The Chinese Meander
August 24, 2025
Luis Rubio
Over the last half century, Mexico has experienced versions of one-party hegemony, electoral competition, authoritarianism, “perfect” dictatorship, incipient democracy, and back again to a growing quasi-hegemonic thrust. In the meantime, there have been moments of obstinacy, openness, freedom, attempts at subjugation, dinosaur tail lashes, extortions, threats, much discretion and arbitrariness, and “other data”. Something similar has happened in the economic sphere: centralized economy, inflation, financial crisis, reluctant liberalization, managed competition, semi-market, free trade, and now tariff uncertainty. Politics and the economy have interacted and intertwined between versions of capitalism and state imposition, without ever quite resolving a sustainable, functional model. The current tenor seems like a mediocre attempt to imitate the Chinese model—Mexican style.
The first major reform effort, starting in the 1980s, was both ambitious and limited. Ambitious in recognizing the changes the world had undergone, the end of the viability of the semi-autarkic economic project, and the urgency of unleashing the country’s forces, resources, and capabilities—government, entrepreneurs, workers, and citizens—for the construction of a modern, growing economy. The culmination of that effort was NAFTA, where, according to both Canadian and U.S. teams, the conceptual drive came from the Mexican side. Although the project was not perfect—nothing in life is—the framework was clear, coherent, and systematic.

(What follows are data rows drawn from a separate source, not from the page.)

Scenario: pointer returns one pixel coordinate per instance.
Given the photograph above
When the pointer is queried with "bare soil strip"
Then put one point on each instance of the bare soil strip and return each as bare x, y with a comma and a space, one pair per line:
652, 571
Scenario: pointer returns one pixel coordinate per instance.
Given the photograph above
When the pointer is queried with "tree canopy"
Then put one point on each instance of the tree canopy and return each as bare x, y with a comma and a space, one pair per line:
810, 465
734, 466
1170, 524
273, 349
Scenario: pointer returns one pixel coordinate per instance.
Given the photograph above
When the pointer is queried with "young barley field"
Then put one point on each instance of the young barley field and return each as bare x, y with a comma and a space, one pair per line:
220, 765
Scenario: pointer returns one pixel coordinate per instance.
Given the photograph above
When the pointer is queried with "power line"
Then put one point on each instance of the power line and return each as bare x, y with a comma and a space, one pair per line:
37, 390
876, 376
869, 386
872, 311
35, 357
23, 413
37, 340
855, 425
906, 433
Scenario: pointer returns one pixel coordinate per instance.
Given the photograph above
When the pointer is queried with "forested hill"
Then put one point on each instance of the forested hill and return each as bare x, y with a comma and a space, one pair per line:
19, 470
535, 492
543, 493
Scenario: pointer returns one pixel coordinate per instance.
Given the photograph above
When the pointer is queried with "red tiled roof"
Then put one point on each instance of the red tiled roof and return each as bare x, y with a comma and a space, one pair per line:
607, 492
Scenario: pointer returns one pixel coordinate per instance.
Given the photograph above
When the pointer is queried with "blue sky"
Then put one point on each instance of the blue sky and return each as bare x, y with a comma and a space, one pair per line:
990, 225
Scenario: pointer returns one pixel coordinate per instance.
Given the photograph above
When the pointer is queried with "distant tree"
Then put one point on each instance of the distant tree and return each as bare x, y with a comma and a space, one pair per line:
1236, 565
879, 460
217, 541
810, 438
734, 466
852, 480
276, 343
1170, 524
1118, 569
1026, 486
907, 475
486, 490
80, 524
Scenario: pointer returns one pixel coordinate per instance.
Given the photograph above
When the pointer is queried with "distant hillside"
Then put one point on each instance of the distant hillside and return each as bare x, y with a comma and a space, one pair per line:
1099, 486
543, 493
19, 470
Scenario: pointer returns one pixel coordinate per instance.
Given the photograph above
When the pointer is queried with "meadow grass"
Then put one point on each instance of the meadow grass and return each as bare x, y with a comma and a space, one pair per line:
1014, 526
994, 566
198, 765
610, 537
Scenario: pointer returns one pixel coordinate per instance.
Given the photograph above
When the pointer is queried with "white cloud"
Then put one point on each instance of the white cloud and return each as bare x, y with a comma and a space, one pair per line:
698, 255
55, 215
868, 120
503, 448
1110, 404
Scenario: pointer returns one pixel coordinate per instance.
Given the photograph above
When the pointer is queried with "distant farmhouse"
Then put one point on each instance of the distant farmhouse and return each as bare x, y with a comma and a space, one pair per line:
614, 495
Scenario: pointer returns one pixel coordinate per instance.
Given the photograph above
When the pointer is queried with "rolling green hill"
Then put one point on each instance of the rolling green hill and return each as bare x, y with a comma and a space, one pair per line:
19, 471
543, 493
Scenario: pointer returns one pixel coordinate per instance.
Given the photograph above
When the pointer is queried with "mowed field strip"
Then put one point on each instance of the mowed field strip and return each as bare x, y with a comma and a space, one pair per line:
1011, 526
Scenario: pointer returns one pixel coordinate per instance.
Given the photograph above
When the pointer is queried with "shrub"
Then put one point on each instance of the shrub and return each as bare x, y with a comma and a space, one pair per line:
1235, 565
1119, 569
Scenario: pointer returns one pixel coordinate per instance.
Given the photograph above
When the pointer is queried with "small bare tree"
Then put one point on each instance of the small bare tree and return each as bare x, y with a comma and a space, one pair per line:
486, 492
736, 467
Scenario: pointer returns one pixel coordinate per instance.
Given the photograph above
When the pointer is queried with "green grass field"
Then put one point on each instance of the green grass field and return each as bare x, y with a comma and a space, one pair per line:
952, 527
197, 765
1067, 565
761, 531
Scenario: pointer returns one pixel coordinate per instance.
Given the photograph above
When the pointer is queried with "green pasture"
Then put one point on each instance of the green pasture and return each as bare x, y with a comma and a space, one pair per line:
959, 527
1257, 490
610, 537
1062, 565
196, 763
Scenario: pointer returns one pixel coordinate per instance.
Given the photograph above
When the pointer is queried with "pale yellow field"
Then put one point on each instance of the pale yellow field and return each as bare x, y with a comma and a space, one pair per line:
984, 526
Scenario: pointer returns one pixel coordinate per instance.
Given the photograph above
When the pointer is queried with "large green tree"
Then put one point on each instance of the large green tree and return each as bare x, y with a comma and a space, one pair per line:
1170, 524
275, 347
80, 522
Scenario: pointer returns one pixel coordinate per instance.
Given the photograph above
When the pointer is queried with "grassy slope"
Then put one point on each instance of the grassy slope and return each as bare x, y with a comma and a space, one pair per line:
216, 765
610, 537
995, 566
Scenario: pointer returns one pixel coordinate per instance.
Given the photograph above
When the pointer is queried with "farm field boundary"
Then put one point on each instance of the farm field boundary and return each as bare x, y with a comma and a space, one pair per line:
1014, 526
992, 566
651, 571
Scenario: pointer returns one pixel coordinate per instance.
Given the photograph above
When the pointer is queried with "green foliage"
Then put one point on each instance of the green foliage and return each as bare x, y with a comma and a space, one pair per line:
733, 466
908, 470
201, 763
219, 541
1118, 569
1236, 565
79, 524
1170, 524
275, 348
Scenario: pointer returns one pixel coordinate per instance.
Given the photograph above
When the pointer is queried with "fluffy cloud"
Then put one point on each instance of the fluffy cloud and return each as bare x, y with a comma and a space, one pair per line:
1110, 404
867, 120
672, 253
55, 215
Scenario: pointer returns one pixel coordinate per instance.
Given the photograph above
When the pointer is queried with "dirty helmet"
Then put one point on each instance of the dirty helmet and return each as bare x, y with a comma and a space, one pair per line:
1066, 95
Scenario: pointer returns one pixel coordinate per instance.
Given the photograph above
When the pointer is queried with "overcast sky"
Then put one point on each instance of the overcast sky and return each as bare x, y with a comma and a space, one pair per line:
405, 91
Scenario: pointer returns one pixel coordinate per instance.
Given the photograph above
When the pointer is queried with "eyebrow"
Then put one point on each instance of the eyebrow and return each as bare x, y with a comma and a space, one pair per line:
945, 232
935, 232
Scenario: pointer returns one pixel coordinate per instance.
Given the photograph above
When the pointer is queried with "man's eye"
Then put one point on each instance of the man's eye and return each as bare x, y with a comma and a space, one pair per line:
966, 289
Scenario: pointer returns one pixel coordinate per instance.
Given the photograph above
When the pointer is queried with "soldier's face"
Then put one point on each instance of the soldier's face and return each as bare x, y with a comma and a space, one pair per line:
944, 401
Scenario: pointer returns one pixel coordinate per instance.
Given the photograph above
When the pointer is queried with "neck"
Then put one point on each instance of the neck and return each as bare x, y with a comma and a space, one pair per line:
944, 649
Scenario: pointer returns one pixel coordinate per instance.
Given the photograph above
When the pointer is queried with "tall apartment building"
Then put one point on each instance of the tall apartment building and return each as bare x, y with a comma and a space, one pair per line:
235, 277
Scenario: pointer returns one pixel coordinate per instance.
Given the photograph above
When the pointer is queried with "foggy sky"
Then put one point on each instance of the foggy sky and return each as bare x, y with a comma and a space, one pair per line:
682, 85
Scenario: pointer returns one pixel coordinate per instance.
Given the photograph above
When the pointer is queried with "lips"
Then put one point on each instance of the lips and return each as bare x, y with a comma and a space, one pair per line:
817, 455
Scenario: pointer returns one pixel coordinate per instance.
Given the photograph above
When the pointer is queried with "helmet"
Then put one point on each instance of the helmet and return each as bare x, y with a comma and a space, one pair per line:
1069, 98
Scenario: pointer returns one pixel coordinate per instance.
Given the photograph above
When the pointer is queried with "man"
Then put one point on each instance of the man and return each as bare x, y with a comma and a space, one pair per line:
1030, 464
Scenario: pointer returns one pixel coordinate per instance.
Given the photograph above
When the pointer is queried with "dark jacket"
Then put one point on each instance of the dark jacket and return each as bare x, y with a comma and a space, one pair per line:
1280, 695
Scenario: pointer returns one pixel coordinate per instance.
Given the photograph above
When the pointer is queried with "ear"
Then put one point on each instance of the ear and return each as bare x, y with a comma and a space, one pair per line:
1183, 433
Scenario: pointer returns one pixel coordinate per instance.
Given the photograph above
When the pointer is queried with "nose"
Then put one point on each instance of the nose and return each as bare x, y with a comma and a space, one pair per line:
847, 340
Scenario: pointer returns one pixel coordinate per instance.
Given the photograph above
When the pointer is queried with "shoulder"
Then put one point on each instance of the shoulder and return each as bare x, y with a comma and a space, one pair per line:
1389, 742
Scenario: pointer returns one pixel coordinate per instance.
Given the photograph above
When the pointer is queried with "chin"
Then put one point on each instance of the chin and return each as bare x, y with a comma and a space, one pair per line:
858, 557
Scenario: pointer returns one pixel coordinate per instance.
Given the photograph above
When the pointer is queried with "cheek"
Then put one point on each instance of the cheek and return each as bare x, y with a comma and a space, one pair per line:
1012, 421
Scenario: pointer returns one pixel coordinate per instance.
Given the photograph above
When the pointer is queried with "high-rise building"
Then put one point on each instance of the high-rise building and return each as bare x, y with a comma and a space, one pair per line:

The extraordinary ambition reflected in the economic project lacked a comparable political anchor. In the era of glasnost and perestroika, Mexico bet on an economic transformation that would not affect the structure of the political system. Whatever one’s perspective on this, two things seem evident: first, any governing party pursues actions that yield electoral benefits, and that government followed that logic to the letter. Second, seen in retrospect, it is clear that the analysis that led to the conclusion that the economic structure was unsustainable—and therefore demanded reform—also applied to politics.
When political opening came in the mid-1990s, it was, like the previous iteration, equally ambitious yet limited and, in hindsight, overly optimistic. Ambitious because the independent IFE (Electoral Federal Institute) was built—followed by the whole array of autonomous entities and bodies needed for a market economy and a democratic political system—all under the shared expectation, by government and activists alike, that simply creating a level playing field would transform the political system into a functional, almost idyllic democracy. The decades that followed revealed the naivety of the project, since no structure of governance had been built to make the relationship between states and the federal government—or between the branches of government—functional, while the mechanisms that had once made a semblance of security possible for citizens had disappeared without anything to replace them. In other words, Mexico went from a semi-authoritarian system to one dependent on the goodwill of the actors, with governments that, in practice, became increasingly feeble and less responsive to the needs of both the citizenry and a modern, growing economy.
The first attempt at reversal came from the Peña Nieto government, which embodied a permanent contradiction between his desire to reconstruct the old omnipotent presidency in parallel with building a modern economy. Although the first never disappeared, the reforms that administration pushed forward (regardless of the clumsiness with which they were carried out) took priority.
AMLO had no such scruple or limitation. For him, the important thing was to alter the political order to build a new hegemony that would give Morena long-term viability, where the party, rather than the presidency, would have primacy. Along the way, economic growth ceased to be relevant because the goal became social and political control through cash transfers and the so-called “servants of the nation.”
Whereas the previous government was guided by the instinct of a seasoned politician, the current one seeks to articulate and formalize an administrative control structure perhaps inspired by the way the Chinese government operates (promoting growth at any cost) but adapted to local circumstances, since Mexicans are not given to that kind of iron discipline. Where the project bears no resemblance to the Asian one is in the clarity of the incentives that there made economic activity work for several decades. The “Mexico Plan” is a very clear political proposal, but with feet of clay, because it is based on an unrealistic view of the country’s economic environment and the imperative need to provide certainty and protection to private investment. The opportunities remain immense, but they will not materialize until the ideological veil is lifted.